Here’s the catch: The Dark Web cannot be accessed by a standard browser. Using special software can help you gain access to the Dark Web. These websites exist in an encrypted space, which needs a browser that is capable of decrypting it to allow a user access to it. This is what keeps individuals private as everything is anonymous. What makes the Dark Web really interesting is the sheer power it has. Although it accounts for 6% of the internet as a whole, it has several booming marketplaces that thrive on the unseen part of society.
Tor was created for the US Military to communicate over the internet without being traced. However, as this free service became popular for secure online browsing, others found ways to make their illegal business fit in to the new era of technology. And I mean they knew what they were doing, they are bringing in more profit than ever
All of this activity, this vision of a bustling marketplace, might make you think that navigating the dark web is easy. It isn’t. The place is as messy and chaotic as you would expect when everyone is anonymous, and a substantial minority are out to scam others. Accessing the dark web requires the use of an anonymous browser, such as Tor. The Tor browser routes your web page requests through a series of other computers operated by thousands of volunteers around the globe, rendering your IP address unidentifiable and untraceable. Tor works like magic, but the result is an experience that’s like the dark web itself: unpredictable, unreliable and extremely slow.
Dark web sites look pretty much like any other site, but there are important differences. One is the naming structure. Instead of ending in .com or .co, dark web sites end in .onion. Dark web sites also use a scrambled naming structure that creates URLs that are often impossible to remember. Many dark websites are set up by scammers, who constantly move around to avoid the wrath of their victims. Even commerce sites that may have existed for a year or more can suddenly disappear if the owners decide to cash in and flee with the escrow money they’re holding on behalf of customers. Law enforcement officials are getting better at finding and prosecuting owners of sites that sell illicit goods and services, with a recent seize of DeepDotWeb, a website that contained a list of illegal online drug stores.

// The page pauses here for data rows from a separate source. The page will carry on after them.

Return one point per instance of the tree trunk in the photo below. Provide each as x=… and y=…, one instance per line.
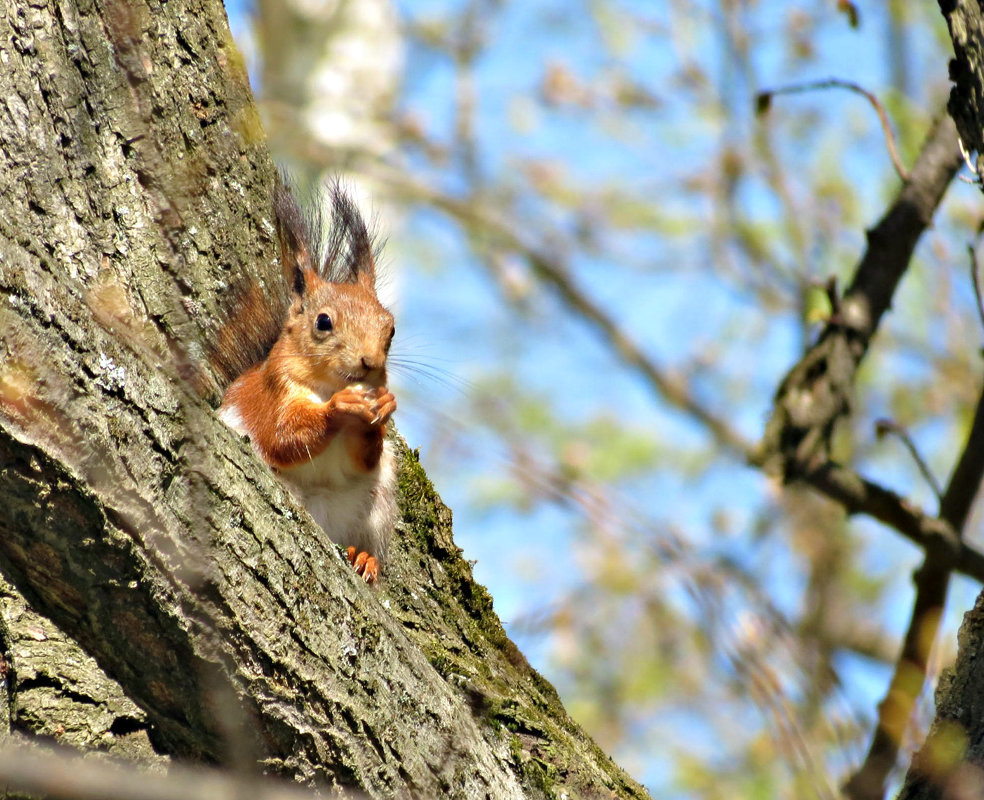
x=950, y=764
x=225, y=626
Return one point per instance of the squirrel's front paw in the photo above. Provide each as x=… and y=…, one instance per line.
x=384, y=404
x=356, y=403
x=365, y=565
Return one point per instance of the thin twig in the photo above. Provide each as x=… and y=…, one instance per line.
x=931, y=580
x=886, y=426
x=859, y=495
x=552, y=270
x=837, y=83
x=977, y=281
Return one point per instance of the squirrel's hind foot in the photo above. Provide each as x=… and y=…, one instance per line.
x=365, y=565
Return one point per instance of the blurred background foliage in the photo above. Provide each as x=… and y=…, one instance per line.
x=597, y=247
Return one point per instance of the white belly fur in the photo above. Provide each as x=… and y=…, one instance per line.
x=353, y=508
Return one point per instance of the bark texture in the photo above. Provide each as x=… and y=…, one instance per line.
x=950, y=764
x=136, y=207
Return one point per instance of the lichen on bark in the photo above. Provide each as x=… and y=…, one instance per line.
x=137, y=206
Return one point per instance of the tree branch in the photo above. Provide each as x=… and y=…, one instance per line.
x=817, y=391
x=931, y=583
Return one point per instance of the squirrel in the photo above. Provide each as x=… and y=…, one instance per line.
x=316, y=407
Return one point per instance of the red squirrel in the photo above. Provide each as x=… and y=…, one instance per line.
x=315, y=409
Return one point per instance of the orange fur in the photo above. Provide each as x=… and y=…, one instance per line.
x=324, y=378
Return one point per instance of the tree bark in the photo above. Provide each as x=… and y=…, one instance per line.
x=950, y=762
x=135, y=208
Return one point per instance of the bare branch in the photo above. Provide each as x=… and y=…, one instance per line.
x=553, y=271
x=976, y=278
x=886, y=426
x=764, y=98
x=931, y=580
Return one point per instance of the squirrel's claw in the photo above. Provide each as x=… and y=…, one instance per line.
x=365, y=565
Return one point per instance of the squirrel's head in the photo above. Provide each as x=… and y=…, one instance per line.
x=337, y=332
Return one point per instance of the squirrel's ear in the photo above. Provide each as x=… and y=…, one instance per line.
x=293, y=235
x=304, y=282
x=350, y=255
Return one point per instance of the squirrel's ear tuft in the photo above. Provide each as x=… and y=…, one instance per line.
x=350, y=254
x=294, y=236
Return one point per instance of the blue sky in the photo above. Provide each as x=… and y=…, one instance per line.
x=453, y=316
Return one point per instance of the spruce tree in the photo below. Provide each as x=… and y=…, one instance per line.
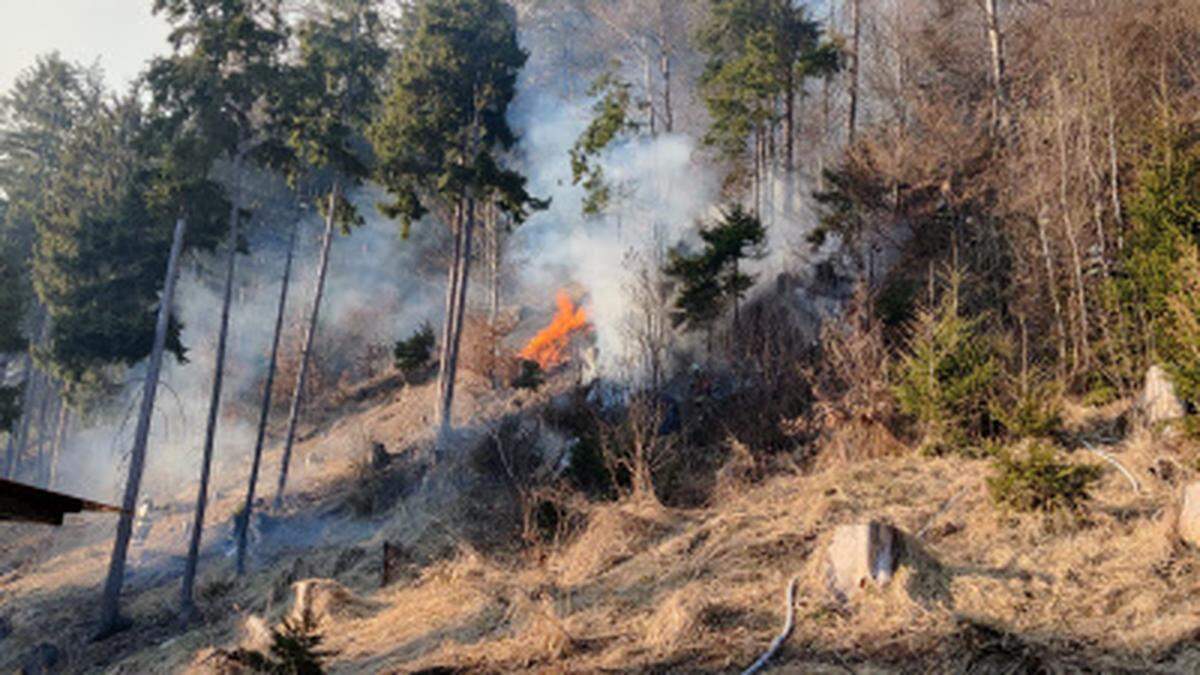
x=335, y=91
x=712, y=280
x=225, y=72
x=441, y=133
x=760, y=54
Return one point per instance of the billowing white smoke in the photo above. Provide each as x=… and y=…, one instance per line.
x=659, y=195
x=376, y=293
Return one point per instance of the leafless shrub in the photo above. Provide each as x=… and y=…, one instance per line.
x=853, y=406
x=637, y=446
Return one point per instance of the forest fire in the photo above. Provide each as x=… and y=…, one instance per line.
x=549, y=347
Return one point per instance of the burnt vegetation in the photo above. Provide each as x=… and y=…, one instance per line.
x=612, y=312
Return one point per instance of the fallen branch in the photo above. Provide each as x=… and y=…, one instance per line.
x=789, y=625
x=1113, y=460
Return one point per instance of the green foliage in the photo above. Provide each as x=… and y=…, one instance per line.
x=226, y=66
x=612, y=119
x=1158, y=286
x=413, y=354
x=946, y=375
x=36, y=120
x=711, y=279
x=1038, y=481
x=445, y=120
x=295, y=650
x=331, y=96
x=1029, y=406
x=529, y=376
x=101, y=252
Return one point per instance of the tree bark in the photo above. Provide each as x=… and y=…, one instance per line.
x=648, y=84
x=187, y=601
x=856, y=30
x=60, y=434
x=109, y=615
x=33, y=390
x=265, y=411
x=306, y=354
x=665, y=72
x=47, y=411
x=493, y=310
x=996, y=47
x=459, y=317
x=448, y=324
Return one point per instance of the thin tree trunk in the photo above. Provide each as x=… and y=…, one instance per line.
x=306, y=354
x=648, y=84
x=109, y=615
x=265, y=411
x=57, y=448
x=856, y=30
x=665, y=71
x=1051, y=288
x=448, y=327
x=790, y=147
x=33, y=392
x=187, y=589
x=996, y=47
x=45, y=411
x=1081, y=342
x=1114, y=162
x=493, y=311
x=460, y=316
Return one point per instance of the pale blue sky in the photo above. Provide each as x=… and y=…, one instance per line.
x=123, y=34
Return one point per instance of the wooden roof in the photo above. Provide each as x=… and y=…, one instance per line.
x=25, y=503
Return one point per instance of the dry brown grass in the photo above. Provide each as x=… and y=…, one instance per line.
x=643, y=587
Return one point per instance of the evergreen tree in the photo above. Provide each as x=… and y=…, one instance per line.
x=220, y=81
x=335, y=94
x=439, y=136
x=711, y=280
x=947, y=375
x=36, y=121
x=760, y=54
x=613, y=119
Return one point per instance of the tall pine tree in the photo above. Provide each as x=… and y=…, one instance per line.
x=441, y=135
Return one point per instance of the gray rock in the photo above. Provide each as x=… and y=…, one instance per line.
x=1189, y=514
x=859, y=555
x=1159, y=401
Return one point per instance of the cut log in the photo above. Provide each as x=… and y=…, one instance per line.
x=859, y=555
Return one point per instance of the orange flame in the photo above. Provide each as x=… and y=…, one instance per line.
x=549, y=347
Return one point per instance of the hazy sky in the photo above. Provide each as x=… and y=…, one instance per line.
x=123, y=34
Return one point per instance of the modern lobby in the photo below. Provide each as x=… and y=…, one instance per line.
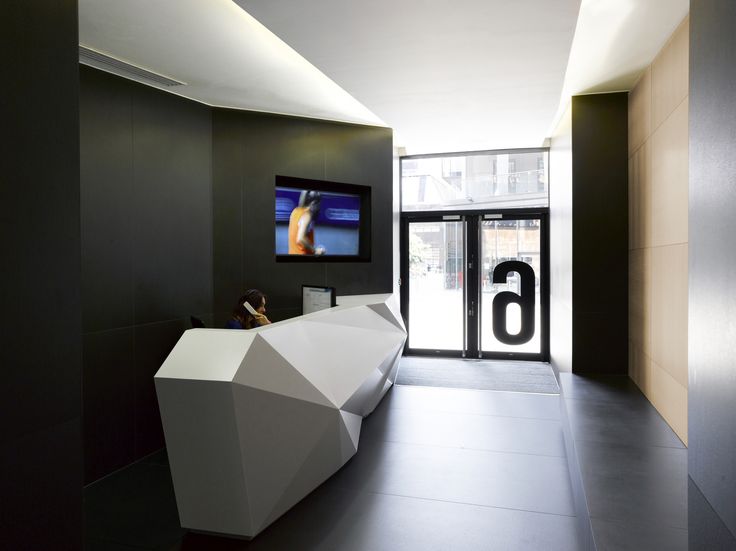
x=132, y=210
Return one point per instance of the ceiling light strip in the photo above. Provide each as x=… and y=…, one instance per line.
x=93, y=58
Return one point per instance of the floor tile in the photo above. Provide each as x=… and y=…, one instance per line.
x=135, y=506
x=477, y=402
x=365, y=521
x=619, y=423
x=481, y=432
x=623, y=536
x=514, y=481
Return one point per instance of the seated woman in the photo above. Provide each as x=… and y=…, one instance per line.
x=242, y=318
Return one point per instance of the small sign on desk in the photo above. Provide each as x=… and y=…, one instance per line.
x=315, y=298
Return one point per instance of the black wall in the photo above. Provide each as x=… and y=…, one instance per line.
x=146, y=220
x=40, y=332
x=712, y=265
x=600, y=233
x=560, y=221
x=249, y=150
x=177, y=219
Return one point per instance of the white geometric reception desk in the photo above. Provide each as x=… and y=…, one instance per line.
x=255, y=420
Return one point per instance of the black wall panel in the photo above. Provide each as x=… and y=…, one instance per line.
x=600, y=233
x=40, y=332
x=146, y=223
x=712, y=257
x=250, y=150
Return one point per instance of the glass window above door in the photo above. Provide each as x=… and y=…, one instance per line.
x=468, y=181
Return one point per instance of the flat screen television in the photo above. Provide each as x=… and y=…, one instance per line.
x=321, y=221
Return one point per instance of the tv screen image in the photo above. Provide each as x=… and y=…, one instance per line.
x=313, y=222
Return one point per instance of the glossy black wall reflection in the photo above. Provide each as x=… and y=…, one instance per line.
x=600, y=233
x=249, y=150
x=40, y=331
x=712, y=256
x=146, y=225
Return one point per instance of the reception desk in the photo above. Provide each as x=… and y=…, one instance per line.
x=255, y=420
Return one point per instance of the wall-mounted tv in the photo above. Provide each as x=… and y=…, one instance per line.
x=321, y=221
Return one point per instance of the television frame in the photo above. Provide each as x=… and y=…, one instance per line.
x=364, y=227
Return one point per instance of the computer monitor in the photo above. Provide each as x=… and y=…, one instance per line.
x=316, y=298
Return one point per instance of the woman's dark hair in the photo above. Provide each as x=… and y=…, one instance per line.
x=253, y=297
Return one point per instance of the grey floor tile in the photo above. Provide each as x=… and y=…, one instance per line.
x=634, y=483
x=625, y=536
x=514, y=481
x=135, y=506
x=478, y=402
x=483, y=432
x=608, y=388
x=619, y=423
x=340, y=521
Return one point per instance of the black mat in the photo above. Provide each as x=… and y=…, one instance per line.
x=477, y=374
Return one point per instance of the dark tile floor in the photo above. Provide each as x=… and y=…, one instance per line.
x=436, y=469
x=633, y=466
x=447, y=469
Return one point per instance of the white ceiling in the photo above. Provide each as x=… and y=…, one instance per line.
x=446, y=76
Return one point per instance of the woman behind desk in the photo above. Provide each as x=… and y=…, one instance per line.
x=242, y=318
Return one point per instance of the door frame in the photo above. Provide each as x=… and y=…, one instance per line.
x=472, y=279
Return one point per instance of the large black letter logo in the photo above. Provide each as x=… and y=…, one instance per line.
x=525, y=302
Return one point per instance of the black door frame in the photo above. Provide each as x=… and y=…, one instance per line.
x=472, y=279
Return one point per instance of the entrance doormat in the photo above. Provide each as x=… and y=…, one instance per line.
x=514, y=376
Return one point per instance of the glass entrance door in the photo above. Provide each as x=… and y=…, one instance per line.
x=436, y=276
x=476, y=285
x=512, y=286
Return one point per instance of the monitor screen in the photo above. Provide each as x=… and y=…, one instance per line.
x=318, y=220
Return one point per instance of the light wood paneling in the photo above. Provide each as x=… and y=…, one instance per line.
x=669, y=76
x=669, y=310
x=640, y=106
x=658, y=231
x=670, y=399
x=670, y=179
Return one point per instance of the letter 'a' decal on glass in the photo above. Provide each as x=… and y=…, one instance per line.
x=525, y=301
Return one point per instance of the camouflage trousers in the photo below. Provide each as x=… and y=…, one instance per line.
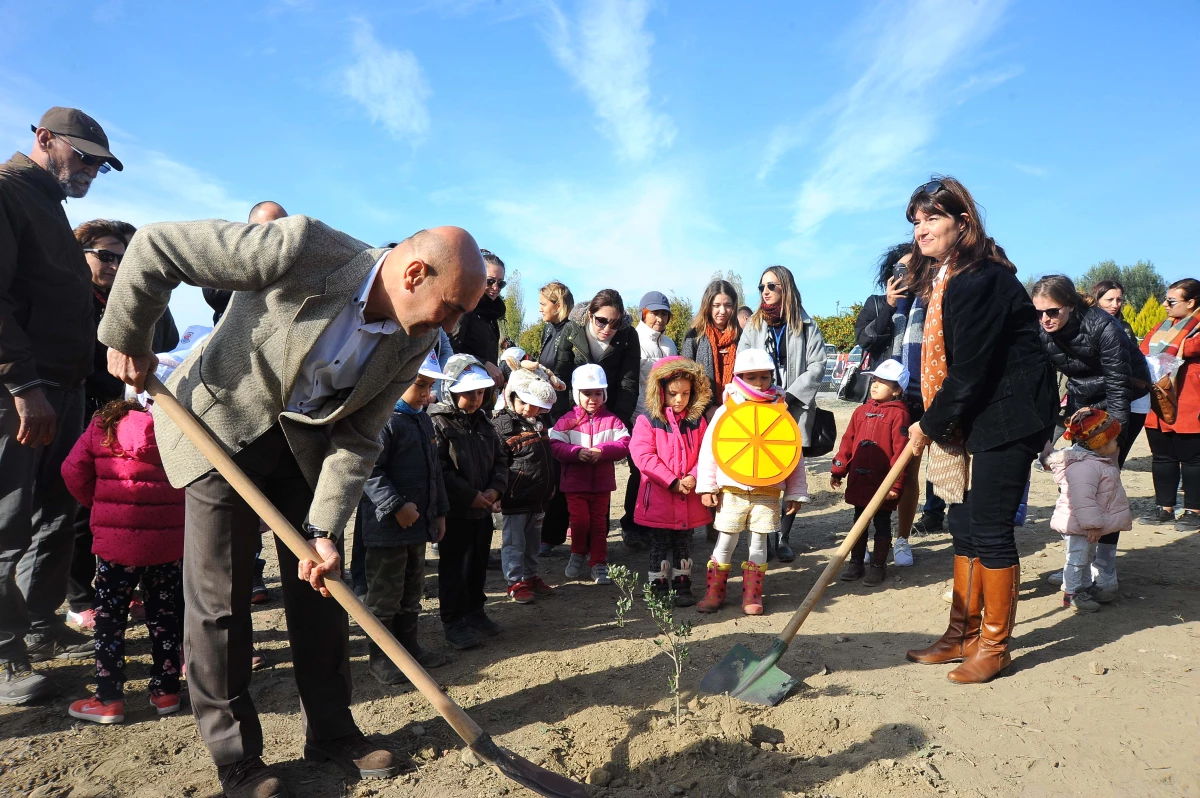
x=395, y=580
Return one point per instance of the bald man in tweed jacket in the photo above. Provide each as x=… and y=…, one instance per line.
x=297, y=381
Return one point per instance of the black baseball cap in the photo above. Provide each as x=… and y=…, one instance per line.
x=81, y=130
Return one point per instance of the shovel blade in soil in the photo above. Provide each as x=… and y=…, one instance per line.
x=743, y=675
x=526, y=773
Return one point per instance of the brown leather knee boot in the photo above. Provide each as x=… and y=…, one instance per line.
x=963, y=635
x=1000, y=591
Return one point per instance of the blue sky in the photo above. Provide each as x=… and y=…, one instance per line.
x=634, y=144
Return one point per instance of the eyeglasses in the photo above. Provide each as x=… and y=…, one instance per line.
x=930, y=187
x=107, y=256
x=89, y=160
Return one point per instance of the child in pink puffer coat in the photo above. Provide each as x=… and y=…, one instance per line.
x=1091, y=503
x=137, y=526
x=665, y=448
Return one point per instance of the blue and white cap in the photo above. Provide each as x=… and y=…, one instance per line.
x=431, y=367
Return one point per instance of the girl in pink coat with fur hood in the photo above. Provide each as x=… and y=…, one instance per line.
x=1092, y=503
x=137, y=526
x=665, y=448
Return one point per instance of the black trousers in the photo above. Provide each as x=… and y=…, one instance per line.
x=982, y=527
x=220, y=540
x=462, y=567
x=1175, y=455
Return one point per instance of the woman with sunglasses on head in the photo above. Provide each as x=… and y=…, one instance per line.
x=784, y=329
x=1175, y=448
x=989, y=390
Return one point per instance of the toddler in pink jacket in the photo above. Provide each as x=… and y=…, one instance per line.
x=587, y=441
x=137, y=526
x=665, y=448
x=1091, y=503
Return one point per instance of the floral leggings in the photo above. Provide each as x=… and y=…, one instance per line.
x=162, y=586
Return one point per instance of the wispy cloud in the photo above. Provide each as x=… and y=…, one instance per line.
x=607, y=52
x=892, y=112
x=389, y=84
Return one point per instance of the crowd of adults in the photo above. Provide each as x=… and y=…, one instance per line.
x=982, y=351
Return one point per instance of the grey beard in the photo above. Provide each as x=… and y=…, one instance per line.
x=73, y=185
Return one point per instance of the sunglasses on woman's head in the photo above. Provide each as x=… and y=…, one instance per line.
x=106, y=256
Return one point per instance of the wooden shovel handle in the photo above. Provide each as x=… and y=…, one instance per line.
x=843, y=552
x=199, y=436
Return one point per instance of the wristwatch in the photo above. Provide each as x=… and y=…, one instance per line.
x=312, y=533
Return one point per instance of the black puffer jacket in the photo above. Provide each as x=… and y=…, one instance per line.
x=1099, y=361
x=533, y=471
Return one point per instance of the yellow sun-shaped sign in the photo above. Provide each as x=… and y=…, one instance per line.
x=756, y=443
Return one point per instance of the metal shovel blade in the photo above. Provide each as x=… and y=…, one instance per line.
x=526, y=773
x=747, y=677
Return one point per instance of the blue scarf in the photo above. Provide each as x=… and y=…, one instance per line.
x=407, y=409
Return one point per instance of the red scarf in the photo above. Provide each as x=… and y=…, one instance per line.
x=723, y=364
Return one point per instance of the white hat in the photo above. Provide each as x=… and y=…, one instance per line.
x=431, y=367
x=892, y=371
x=753, y=360
x=472, y=379
x=588, y=377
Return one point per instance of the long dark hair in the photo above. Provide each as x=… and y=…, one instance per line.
x=948, y=197
x=705, y=312
x=888, y=262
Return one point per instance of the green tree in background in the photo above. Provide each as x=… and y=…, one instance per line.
x=839, y=330
x=1141, y=280
x=513, y=325
x=1149, y=318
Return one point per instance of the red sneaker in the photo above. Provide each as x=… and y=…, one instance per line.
x=538, y=586
x=165, y=702
x=99, y=712
x=521, y=593
x=85, y=619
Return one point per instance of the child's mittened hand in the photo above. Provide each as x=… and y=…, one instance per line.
x=407, y=515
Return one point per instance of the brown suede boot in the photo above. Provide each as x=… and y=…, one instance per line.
x=966, y=607
x=1000, y=589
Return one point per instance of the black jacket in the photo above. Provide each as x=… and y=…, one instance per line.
x=999, y=387
x=621, y=364
x=1099, y=361
x=407, y=471
x=102, y=388
x=47, y=333
x=471, y=455
x=533, y=471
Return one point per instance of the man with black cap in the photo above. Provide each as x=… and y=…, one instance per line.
x=47, y=336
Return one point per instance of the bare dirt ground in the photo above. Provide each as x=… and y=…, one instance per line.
x=1102, y=705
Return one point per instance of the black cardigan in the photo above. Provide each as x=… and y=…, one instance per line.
x=1000, y=385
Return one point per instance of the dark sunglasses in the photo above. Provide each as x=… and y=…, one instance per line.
x=930, y=187
x=89, y=160
x=106, y=256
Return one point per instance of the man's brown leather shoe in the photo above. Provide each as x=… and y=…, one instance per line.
x=354, y=754
x=251, y=779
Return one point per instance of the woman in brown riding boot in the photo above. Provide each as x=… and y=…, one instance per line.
x=989, y=390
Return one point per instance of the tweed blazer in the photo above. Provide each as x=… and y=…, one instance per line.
x=292, y=279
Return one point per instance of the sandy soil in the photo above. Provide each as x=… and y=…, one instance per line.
x=1102, y=705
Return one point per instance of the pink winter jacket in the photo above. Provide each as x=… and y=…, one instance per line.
x=577, y=431
x=1090, y=493
x=137, y=517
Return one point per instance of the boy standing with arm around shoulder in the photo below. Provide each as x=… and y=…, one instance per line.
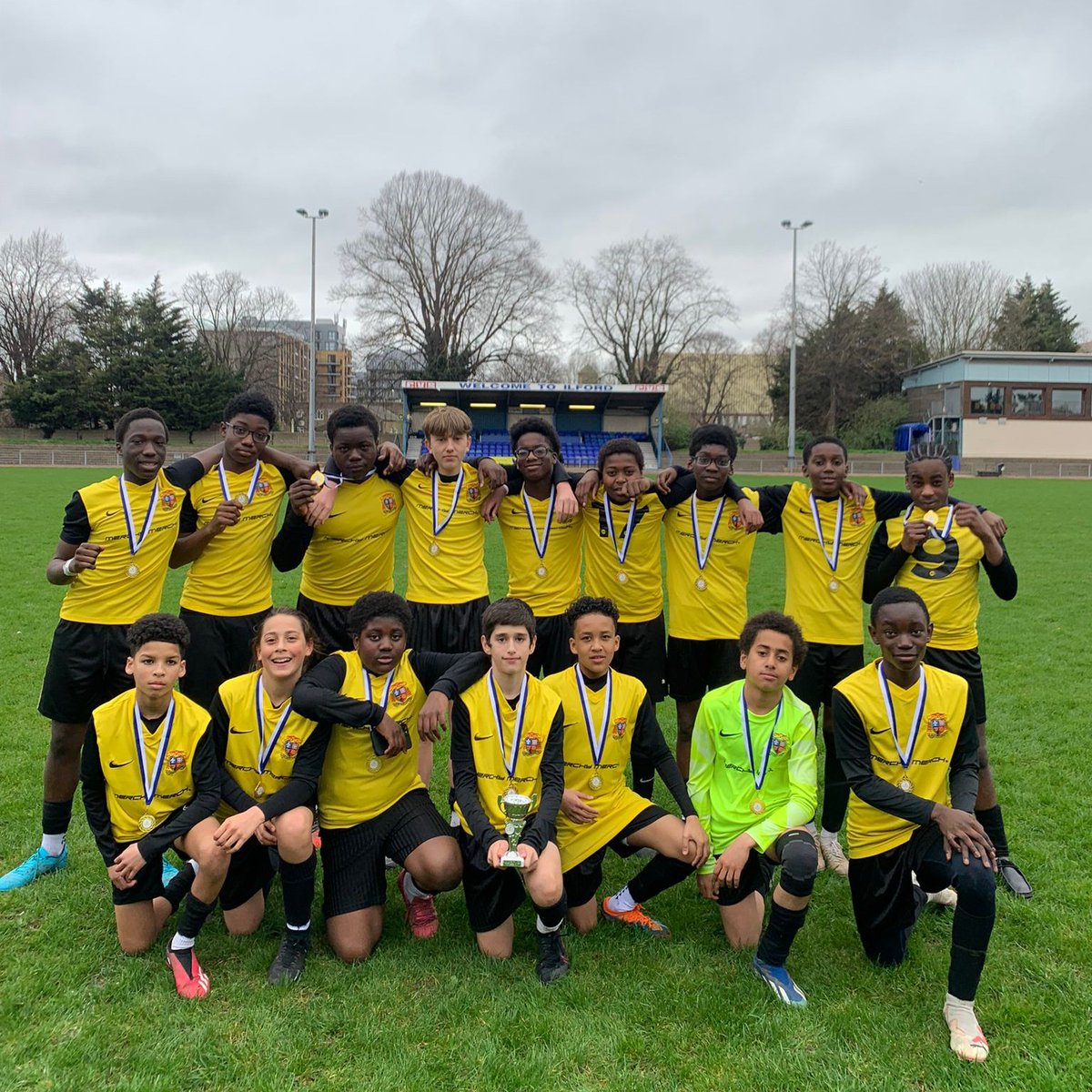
x=753, y=782
x=507, y=738
x=151, y=781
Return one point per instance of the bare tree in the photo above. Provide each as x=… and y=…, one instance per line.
x=833, y=278
x=955, y=305
x=446, y=272
x=38, y=283
x=642, y=303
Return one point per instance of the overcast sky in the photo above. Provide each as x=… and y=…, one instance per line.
x=179, y=137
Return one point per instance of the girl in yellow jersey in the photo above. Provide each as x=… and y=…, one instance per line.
x=270, y=763
x=936, y=547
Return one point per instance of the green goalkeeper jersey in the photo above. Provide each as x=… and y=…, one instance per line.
x=752, y=773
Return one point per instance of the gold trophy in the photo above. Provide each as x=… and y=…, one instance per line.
x=517, y=808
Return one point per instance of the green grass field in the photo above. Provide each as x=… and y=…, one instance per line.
x=634, y=1013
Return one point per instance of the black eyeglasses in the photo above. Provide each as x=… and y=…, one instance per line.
x=259, y=434
x=541, y=452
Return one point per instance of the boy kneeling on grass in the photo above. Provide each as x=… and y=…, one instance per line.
x=151, y=781
x=507, y=737
x=753, y=782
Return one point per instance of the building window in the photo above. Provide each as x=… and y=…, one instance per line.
x=1067, y=403
x=1027, y=402
x=987, y=399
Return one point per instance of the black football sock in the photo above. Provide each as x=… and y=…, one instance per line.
x=780, y=934
x=994, y=825
x=298, y=883
x=658, y=875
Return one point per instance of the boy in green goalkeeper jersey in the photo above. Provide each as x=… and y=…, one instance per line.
x=753, y=784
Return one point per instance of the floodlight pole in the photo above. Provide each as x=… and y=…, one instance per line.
x=792, y=350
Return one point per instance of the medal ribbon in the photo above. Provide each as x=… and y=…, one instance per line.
x=933, y=531
x=702, y=550
x=759, y=775
x=511, y=756
x=541, y=544
x=836, y=544
x=905, y=756
x=436, y=501
x=266, y=749
x=254, y=480
x=135, y=543
x=596, y=743
x=148, y=787
x=626, y=534
x=387, y=688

I don’t want to leave you with the impression that everything on the dark web is nefarious or illegal, although a majority of it is. The Tor network began as an anonymous communications channel, and it still serves a valuable purpose in helping people communicate in environments that are hostile to free speech. If you want to learn all about privacy protection or cryptocurrency, the dark web has plenty to offer. There are a variety of private and encrypted email services, instructions for installing an anonymous operating system and advanced tips for the privacy conscious.
Journalists use the Dark Web to share information and to receive sensitive information from anonymous whistle-blowers — for example, the New York Times has a secure lock-box on the Dark Web that people can send files anonymously to. It’s becoming a haven for those who need to share information safely. There’s also material that you wouldn’t be surprised to find on the public web, such as links to full-text editions of hard-to-find books and collections of political news from mainstream websites. And yes, websites that provide pirated content are available (even though they are being taken down constantly) which are available on the Surface Web. There are several whistle-blower sites, including a dark web version of Wikileaks. Pirate Bay, a BitTorrent site that law enforcement officials have repeatedly shut down, seems to be thriving on the Surface Web using proxies and the same goes for the Dark Web. Some things really do have a broad user base.
More and more legitimate web companies are starting to have a presence there, it shows that they’re aware, they’re cutting edge and in the know.